I don't believe everyone deserves money, which is the line you'll hear from those same Ayn Rand disciples when they talk about leftists like me. I do believe though that everyone should have a chance to help build this great country. Someone has to do the janitorial work and someone else needs to run the company, but instead despised janitorial work is farmed out to shady contractors who hire foreigners, usually without papers, and they say Americans don't want the work. Is it really that simple? Perhaps, but I wager a living wage would help, respect for the work wouldn't hurt and a sense of shared commitment throughout the company would change the way our rather flat corporate future would look.
The service economy is limited in scope and we can't all be shuffling paperwork for each other. And at the same time I understand some people will evade work at all costs: you can't legislate ethics, though we seem to try all the time. I suppose I would like to see an economy based not on the lowest common denominator, the way Walmart hires people, but I would like to see something more ethical than the pursuit of money as the goal in and of itself. I believe it's possible and the more we go down the rabbit hole of profit at all costs the more likely there will be a correction sooner rather than later.
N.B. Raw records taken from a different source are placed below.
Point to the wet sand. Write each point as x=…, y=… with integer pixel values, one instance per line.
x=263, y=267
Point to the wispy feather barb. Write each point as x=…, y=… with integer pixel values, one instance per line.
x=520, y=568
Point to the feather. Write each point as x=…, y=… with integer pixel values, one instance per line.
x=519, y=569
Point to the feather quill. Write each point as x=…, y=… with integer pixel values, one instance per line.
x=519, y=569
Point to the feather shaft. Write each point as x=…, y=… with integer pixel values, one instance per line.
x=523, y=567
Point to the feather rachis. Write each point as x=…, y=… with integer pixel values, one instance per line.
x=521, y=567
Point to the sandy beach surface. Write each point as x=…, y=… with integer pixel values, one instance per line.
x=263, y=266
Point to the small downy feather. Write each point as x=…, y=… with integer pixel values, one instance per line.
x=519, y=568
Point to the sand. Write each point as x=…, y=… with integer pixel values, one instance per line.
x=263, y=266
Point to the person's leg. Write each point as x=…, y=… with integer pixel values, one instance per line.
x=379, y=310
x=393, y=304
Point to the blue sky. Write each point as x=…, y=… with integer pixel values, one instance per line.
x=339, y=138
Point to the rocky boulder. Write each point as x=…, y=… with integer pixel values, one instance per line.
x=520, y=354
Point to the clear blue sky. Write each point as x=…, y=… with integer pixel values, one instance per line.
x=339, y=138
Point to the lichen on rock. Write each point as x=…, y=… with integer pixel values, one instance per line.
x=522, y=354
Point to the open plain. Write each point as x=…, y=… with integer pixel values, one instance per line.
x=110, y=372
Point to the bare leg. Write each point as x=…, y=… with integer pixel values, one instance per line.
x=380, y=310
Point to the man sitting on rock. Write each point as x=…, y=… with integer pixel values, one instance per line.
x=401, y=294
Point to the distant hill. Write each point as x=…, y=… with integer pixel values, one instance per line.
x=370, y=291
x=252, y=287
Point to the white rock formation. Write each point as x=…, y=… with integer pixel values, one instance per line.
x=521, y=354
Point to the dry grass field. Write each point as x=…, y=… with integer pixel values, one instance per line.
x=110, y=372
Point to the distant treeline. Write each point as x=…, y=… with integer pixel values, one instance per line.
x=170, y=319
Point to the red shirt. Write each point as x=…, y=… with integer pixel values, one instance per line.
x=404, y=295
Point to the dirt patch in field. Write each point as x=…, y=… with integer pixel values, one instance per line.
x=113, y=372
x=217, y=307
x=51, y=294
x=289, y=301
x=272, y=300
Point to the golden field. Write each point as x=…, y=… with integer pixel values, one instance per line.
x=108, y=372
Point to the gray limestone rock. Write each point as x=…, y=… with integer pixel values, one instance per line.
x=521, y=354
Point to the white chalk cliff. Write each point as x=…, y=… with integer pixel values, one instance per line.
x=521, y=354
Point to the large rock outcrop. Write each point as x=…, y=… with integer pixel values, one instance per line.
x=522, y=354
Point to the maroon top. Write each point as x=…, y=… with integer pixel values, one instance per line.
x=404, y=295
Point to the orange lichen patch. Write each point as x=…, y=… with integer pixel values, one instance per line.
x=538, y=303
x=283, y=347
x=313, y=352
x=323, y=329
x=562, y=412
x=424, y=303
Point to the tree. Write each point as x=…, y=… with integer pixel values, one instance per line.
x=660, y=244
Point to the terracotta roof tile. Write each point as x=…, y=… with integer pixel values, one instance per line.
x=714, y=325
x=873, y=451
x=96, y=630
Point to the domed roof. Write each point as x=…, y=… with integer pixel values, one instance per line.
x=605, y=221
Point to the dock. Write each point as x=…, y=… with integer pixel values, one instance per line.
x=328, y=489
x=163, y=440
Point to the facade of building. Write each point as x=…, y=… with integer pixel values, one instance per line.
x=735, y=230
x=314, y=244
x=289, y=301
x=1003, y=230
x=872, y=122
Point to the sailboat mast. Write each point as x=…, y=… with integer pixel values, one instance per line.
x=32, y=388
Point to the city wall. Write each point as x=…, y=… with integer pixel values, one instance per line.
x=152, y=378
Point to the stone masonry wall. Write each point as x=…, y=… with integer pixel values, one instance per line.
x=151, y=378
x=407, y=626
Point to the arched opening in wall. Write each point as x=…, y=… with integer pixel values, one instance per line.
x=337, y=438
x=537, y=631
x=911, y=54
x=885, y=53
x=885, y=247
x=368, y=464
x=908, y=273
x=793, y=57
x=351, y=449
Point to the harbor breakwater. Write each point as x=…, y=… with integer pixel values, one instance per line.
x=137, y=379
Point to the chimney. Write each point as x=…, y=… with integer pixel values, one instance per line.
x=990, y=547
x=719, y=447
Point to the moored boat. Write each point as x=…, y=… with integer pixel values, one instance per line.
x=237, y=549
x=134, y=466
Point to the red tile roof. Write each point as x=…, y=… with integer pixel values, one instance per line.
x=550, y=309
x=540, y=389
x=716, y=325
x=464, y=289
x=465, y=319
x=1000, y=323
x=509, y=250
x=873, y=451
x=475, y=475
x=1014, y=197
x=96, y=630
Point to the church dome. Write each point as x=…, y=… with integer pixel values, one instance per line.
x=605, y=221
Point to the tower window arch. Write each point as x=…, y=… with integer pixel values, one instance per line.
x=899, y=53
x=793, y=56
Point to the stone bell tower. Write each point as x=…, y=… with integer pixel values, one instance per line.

The great thing is hat the American xperience is self correcting, the unfortunate part is that people suffer needlessly as the ship of state and it's corporations change direction.
I work for the government because I want job security, benefits and I like working for a boss who makes perhaps four times my wage. If the private sector gave me security, purpose and a sense of shared commitment I might have given it consideration. Just like you, I don't want to end up on a tricycle on the streets, even though I have no hope of becoming a great restaurant entrepreneur or a world class artist with the world at my feet. I jus want a chance to do a decent nights work fr a decent nights pay. And that is what I have. Is that too much to ask of corporate America?